According to the Harvard School of Public Health “Nutrition, exercise, and sleep are the three pillars of good health”, but while nutrition and exercise get a lot of press, sleep isn’t mentioned nearly as often. Think about yourself, “Did you get 7 or 8 hours of sleep each of the last couple nights?” I know that I didn’t. So why should we be concerned about sleep and our health?
First let’s think about why we need sleep:
- During sleep our body produces valuable hormones and chemicals are replaced.
- Our brain is reenergized and repaired during sleep.
- Our immune system increases our resistance to infections during sleep – which may prevent a cold or the flu.
- Cells, tissues, and muscles are repaired during sleep.
- Adequate sleep improves our mood and relationships with others.
- Our thinking process is improved and we react more quickly with proper sleep.
Fatigue from lack of sleep can contribute to a number of serious health problems including: heart disease or heart attack, high blood pressure, diabetes, obesity, depression, stroke, irregular heartbeat, and even an increased risk of breast cancer. Other risks associated with a lack of sleep include workplace and traffic accidents – studies show that 1 of 6 traffic accidents are due to falling asleep at the wheel. Workplace tiredness is reportedly causing US industries over $100 billion each year as well.

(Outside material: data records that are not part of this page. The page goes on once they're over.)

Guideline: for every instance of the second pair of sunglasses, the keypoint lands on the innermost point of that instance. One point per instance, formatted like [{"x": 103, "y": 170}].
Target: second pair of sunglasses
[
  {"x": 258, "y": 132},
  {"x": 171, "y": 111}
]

Tips for getting better sleep:
- Avoid caffeine for about 6 hours before bedtime. This stimulant takes that long to work its way through your system.
- Alcohol and nicotine are also stimulants to avoid close to bedtime. They will disrupt sleep and cause awakening.
- Exercise regularly, but not close to bedtime. Exercise will raise your body temperature and cooler body temperature is associated with better sleep.
- Avoid using electronics, which stimulate the brain, close to bed time. This includes TV’s, cellphones, e-readers, and computers.
- Move your pets out of your bedroom – they disrupt your sleep with noise and movements.
- Maintain a regular bed and wake time, even on weekends.
To improve your sleep and your health avoid using sleeping pills and create a bedroom that encourages sleep. To do this: move the TV out, get a comfortable pillow, put a note pad by the bed for jotting down ideas, make sure your room is dark and cool – which may mean you need to move the night light or alarm clock, don’t snack in bed, and most important – use your bedroom for sleep and sex – not a bunch of other things.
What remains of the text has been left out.